この時期のウドーンターニーは、タイといえどもとても寒いので、防寒対策をしていくことをおすすめします。
ワット・パー・プー・ゴーン
ワット・パー・プー・ゴーンは、ウドーンターニーから車で2時間弱のナーユング地区にあるお寺で、タイではめずらしく寺の屋根がグリーンで彩られています。周囲に遮るものがない山の頂上の、とても美しい場所にあり、「天空の寺院」としても知られています。
【動画】ワット・パー・プー・ゴーン空撮
地上からみたワット・パー・プー・ゴーン
本堂にある長さ約20メートルの真っ白な涅槃仏(ねはんぶつ)は大理石で作られており圧巻です。
大理石の涅槃仏
プー・プラ・バート歴史公園の奇岩
ウドーンターニーは世界遺産のバンチェン遺跡に代表されるように、歴史や遺跡でも有名です。プー・プラ・バート歴史公園には多くの奇岩が存在します。雨による侵食でできたキノコ型の岩や、先史時代に描かれたという壁画を見ることができます。
先人の住居として使われていたという岩
キノコ型の奇岩は先人たちの住居にも使用されていたというのですから驚きです。
公園のあちこちに仏像が
バンチェン遺跡は、1992年に世界文化遺産になりました。紀元前からの土器や人骨が状態よく残っており、今も発掘作業が続いています。東南アジア独特の文明ではないかとみられているようで、発見当時は大騒ぎになったといいます。
バンチェン国立博物館
出土品を展示したバンチェン国立博物館では、発掘の状況を示したジオラマがあり、お土産も買えます。

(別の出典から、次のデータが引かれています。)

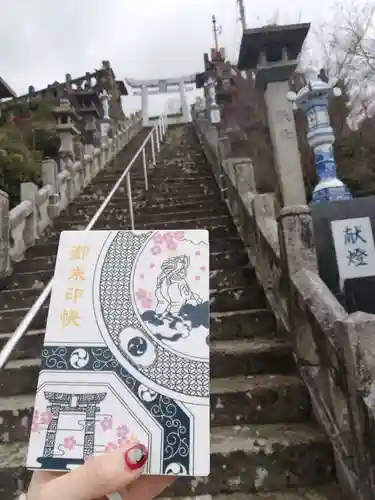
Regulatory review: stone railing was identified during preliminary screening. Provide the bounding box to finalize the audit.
[193,108,375,500]
[0,113,142,279]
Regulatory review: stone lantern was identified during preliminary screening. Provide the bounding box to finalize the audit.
[74,88,101,154]
[53,98,80,169]
[100,89,111,137]
[287,68,351,203]
[237,23,310,205]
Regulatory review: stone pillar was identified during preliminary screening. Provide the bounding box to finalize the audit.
[287,68,351,203]
[141,85,148,127]
[278,205,318,276]
[265,81,306,206]
[206,76,221,125]
[180,81,189,123]
[100,90,111,137]
[0,190,12,280]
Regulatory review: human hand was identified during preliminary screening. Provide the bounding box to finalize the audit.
[26,444,176,500]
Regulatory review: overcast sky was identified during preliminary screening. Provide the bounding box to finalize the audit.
[0,0,350,113]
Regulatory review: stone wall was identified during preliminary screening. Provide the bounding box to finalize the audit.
[192,110,375,500]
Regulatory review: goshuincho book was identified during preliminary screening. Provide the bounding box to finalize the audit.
[27,230,210,476]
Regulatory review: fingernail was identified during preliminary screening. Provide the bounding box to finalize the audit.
[124,444,148,470]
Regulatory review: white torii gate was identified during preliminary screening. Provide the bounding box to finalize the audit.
[125,73,196,127]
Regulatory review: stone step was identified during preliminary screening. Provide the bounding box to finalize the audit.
[81,178,219,199]
[0,423,333,500]
[68,191,225,210]
[210,309,276,341]
[0,334,295,397]
[51,211,236,235]
[0,394,35,443]
[0,305,48,333]
[0,270,53,295]
[212,375,310,426]
[93,174,215,187]
[211,337,296,378]
[0,375,310,443]
[166,423,333,496]
[0,309,277,359]
[0,246,250,282]
[210,282,266,312]
[159,484,342,500]
[0,282,266,333]
[39,223,237,245]
[22,234,243,260]
[54,206,228,229]
[0,264,254,316]
[61,196,227,218]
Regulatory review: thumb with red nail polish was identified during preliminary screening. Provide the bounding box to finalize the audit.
[27,444,148,500]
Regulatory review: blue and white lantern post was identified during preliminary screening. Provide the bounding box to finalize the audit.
[287,69,352,203]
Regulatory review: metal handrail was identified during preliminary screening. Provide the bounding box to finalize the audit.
[0,115,167,370]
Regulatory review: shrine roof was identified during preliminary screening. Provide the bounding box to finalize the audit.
[0,76,17,99]
[237,23,310,71]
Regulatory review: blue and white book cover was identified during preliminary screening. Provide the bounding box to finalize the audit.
[27,230,210,476]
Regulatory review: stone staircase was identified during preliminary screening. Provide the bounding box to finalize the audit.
[0,125,339,500]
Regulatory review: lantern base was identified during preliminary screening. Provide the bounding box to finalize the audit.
[311,179,352,203]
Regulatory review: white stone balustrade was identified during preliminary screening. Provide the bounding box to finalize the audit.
[0,113,142,279]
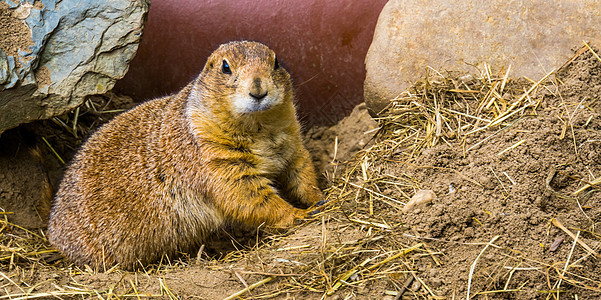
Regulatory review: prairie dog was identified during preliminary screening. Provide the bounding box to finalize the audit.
[48,41,322,269]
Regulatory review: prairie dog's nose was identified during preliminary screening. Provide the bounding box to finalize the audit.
[248,78,267,101]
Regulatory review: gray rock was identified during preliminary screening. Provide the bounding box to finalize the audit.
[0,0,150,133]
[364,0,601,115]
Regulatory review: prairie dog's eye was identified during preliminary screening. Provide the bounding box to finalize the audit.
[221,59,232,74]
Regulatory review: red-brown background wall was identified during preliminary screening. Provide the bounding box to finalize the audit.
[116,0,386,125]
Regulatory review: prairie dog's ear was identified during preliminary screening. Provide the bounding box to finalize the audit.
[204,55,218,71]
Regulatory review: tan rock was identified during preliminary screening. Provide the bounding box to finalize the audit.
[364,0,601,115]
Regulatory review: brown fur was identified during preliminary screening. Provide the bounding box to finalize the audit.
[48,42,322,269]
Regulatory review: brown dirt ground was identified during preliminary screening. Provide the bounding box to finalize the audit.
[0,45,601,299]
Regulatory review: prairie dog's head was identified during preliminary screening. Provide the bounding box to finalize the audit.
[190,41,292,116]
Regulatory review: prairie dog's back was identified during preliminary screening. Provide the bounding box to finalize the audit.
[48,42,321,268]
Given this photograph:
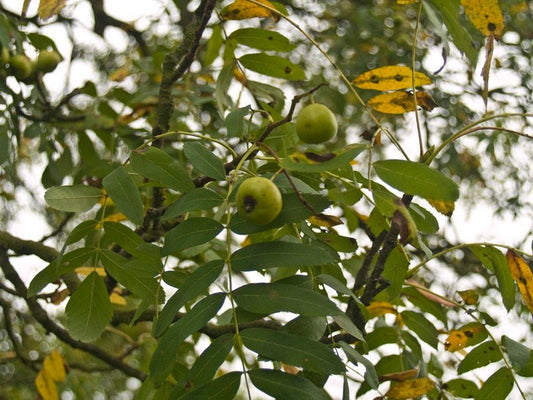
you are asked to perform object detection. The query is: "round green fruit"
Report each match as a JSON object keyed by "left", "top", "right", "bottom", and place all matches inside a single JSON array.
[
  {"left": 9, "top": 54, "right": 33, "bottom": 80},
  {"left": 296, "top": 103, "right": 337, "bottom": 144},
  {"left": 36, "top": 50, "right": 61, "bottom": 74},
  {"left": 235, "top": 177, "right": 282, "bottom": 225}
]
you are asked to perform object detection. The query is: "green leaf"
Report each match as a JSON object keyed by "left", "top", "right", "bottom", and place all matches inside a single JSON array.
[
  {"left": 163, "top": 188, "right": 224, "bottom": 220},
  {"left": 475, "top": 367, "right": 514, "bottom": 400},
  {"left": 230, "top": 241, "right": 338, "bottom": 271},
  {"left": 248, "top": 369, "right": 331, "bottom": 400},
  {"left": 339, "top": 341, "right": 379, "bottom": 389},
  {"left": 44, "top": 185, "right": 102, "bottom": 212},
  {"left": 281, "top": 144, "right": 368, "bottom": 173},
  {"left": 240, "top": 328, "right": 344, "bottom": 375},
  {"left": 401, "top": 311, "right": 439, "bottom": 349},
  {"left": 239, "top": 53, "right": 306, "bottom": 81},
  {"left": 457, "top": 340, "right": 502, "bottom": 374},
  {"left": 153, "top": 260, "right": 224, "bottom": 337},
  {"left": 183, "top": 142, "right": 226, "bottom": 181},
  {"left": 233, "top": 283, "right": 342, "bottom": 317},
  {"left": 502, "top": 335, "right": 532, "bottom": 373},
  {"left": 442, "top": 379, "right": 479, "bottom": 399},
  {"left": 180, "top": 371, "right": 242, "bottom": 400},
  {"left": 183, "top": 334, "right": 233, "bottom": 388},
  {"left": 374, "top": 160, "right": 459, "bottom": 201},
  {"left": 65, "top": 271, "right": 113, "bottom": 342},
  {"left": 100, "top": 249, "right": 159, "bottom": 303},
  {"left": 27, "top": 247, "right": 97, "bottom": 297},
  {"left": 102, "top": 167, "right": 144, "bottom": 225},
  {"left": 162, "top": 217, "right": 224, "bottom": 256},
  {"left": 228, "top": 28, "right": 296, "bottom": 51},
  {"left": 468, "top": 246, "right": 516, "bottom": 310},
  {"left": 104, "top": 221, "right": 161, "bottom": 264},
  {"left": 150, "top": 293, "right": 226, "bottom": 386},
  {"left": 130, "top": 146, "right": 194, "bottom": 192},
  {"left": 229, "top": 193, "right": 331, "bottom": 235}
]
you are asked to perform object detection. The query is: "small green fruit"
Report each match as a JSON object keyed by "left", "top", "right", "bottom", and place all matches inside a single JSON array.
[
  {"left": 36, "top": 50, "right": 61, "bottom": 74},
  {"left": 296, "top": 103, "right": 337, "bottom": 144},
  {"left": 236, "top": 177, "right": 282, "bottom": 225},
  {"left": 9, "top": 54, "right": 33, "bottom": 80}
]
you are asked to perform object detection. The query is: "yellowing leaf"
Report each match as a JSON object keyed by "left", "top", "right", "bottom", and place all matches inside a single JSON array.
[
  {"left": 43, "top": 349, "right": 67, "bottom": 382},
  {"left": 444, "top": 323, "right": 484, "bottom": 352},
  {"left": 428, "top": 200, "right": 455, "bottom": 217},
  {"left": 37, "top": 0, "right": 66, "bottom": 19},
  {"left": 386, "top": 378, "right": 435, "bottom": 399},
  {"left": 461, "top": 0, "right": 503, "bottom": 38},
  {"left": 74, "top": 267, "right": 107, "bottom": 277},
  {"left": 220, "top": 0, "right": 279, "bottom": 21},
  {"left": 35, "top": 370, "right": 59, "bottom": 400},
  {"left": 505, "top": 250, "right": 533, "bottom": 313},
  {"left": 366, "top": 301, "right": 398, "bottom": 318},
  {"left": 352, "top": 65, "right": 432, "bottom": 91}
]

バンチェン遺跡は考古学的に貴重ですが、見た目は地味なので、観光地としては物足りなく感じる人もいるかもしれません。
そこで、バンチェン国立博物館のすぐ北にある「プッター・ウッチャヤン・ワット・パー・ドン・ライ」もセットで訪れてみてはいかがでしょうか。
プッター・ウッチャヤン・ワット・パー・ドン・ライ
大きな池の真ん中に蓮のモニュメントの寺院があり夜にはライトアップもされ、とても見応えがあるのでこちらとセットで行くのもいいですね。